Auscert 2013: Perimeter protection has failed, encryption needs its day in the sun

In a security industry that hasn't changed much in 20 years, SafeNet's Andrew Younger says, it's strange that nothing much has changed in that time – except that we keep failing.

“Eighty percent of the security budget goes on the perimeter,” he said, “We're still trying to control what goes in and out of the network. Is it working? I don't think it is.”

He pointed to a growing realisation that in many breaches, the perimeter security hasn't been breached: the problem was not an attacker breaking a firewall, but a user loading up sensitive files on a personal machine, someone breaking BYOD rules, and so on.

And that's not going to change, Younger says, because data has no value unless it's used – and use means sharing in some way, within a company, between offices, with business partners or with customers.

“Data was born to be free or at least shared. Information is the currency and needs to be shared. Without it, business doesn't function,” he said.

However, in SafeNet's security survey, 33 percent of companies said their perimeters had been breached, 20 percent didn't know whether they had or not; 38 percent said they’d had unauthorised access to the network, 65 percent said there would likely be a breach in the next three years; 59 percent that if their perimeter is breached, their data would not be safe, and 20 percent wouldn't trust their own company with their data.

Current security practises, in other words, aren't working all that well, he said: “Think about it the opposite way: assume that the perimeter will be breached. There is no perimeter on the network any more. Protect the data itself, the information that needs to be shared. Secure that.

“If you lost encrypted data but the keys that wrapped it up are secure – did you lose anything at all. It's all about how secure are the keys.”

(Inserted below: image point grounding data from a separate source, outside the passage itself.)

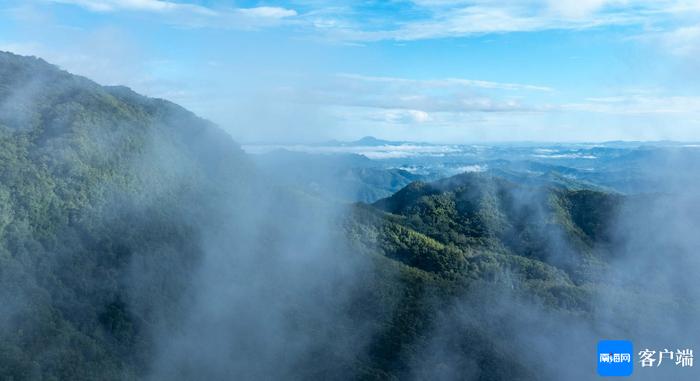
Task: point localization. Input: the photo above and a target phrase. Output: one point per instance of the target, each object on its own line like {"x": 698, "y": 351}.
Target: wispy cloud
{"x": 637, "y": 105}
{"x": 431, "y": 19}
{"x": 416, "y": 99}
{"x": 193, "y": 15}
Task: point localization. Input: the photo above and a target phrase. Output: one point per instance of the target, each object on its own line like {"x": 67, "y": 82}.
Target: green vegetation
{"x": 98, "y": 181}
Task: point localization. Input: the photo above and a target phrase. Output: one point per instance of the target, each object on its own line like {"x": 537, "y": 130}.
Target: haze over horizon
{"x": 439, "y": 71}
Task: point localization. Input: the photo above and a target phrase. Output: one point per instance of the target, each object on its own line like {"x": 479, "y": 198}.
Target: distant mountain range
{"x": 138, "y": 241}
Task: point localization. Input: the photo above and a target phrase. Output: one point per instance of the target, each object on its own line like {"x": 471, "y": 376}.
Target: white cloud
{"x": 136, "y": 5}
{"x": 192, "y": 15}
{"x": 432, "y": 19}
{"x": 638, "y": 105}
{"x": 268, "y": 12}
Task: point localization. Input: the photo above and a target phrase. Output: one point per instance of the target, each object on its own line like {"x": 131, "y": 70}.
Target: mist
{"x": 183, "y": 194}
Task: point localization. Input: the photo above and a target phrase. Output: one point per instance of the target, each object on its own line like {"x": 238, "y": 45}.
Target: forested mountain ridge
{"x": 89, "y": 176}
{"x": 137, "y": 241}
{"x": 479, "y": 211}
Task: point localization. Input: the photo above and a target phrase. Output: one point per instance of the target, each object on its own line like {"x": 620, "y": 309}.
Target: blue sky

In agreement with CSC's Peter Nikitser speaking yesterday, Younger said even encryption of a database isn't sufficient since the admin will still have access – so tokenisation is an important part of making sure that anywhere data can be stolen, it won't have any value.

The rollout of cloud computing, Younger said, is driving increasing interest in encryption, since “as soon as C-level executives can't see their data any more, they want to know about encryption again.”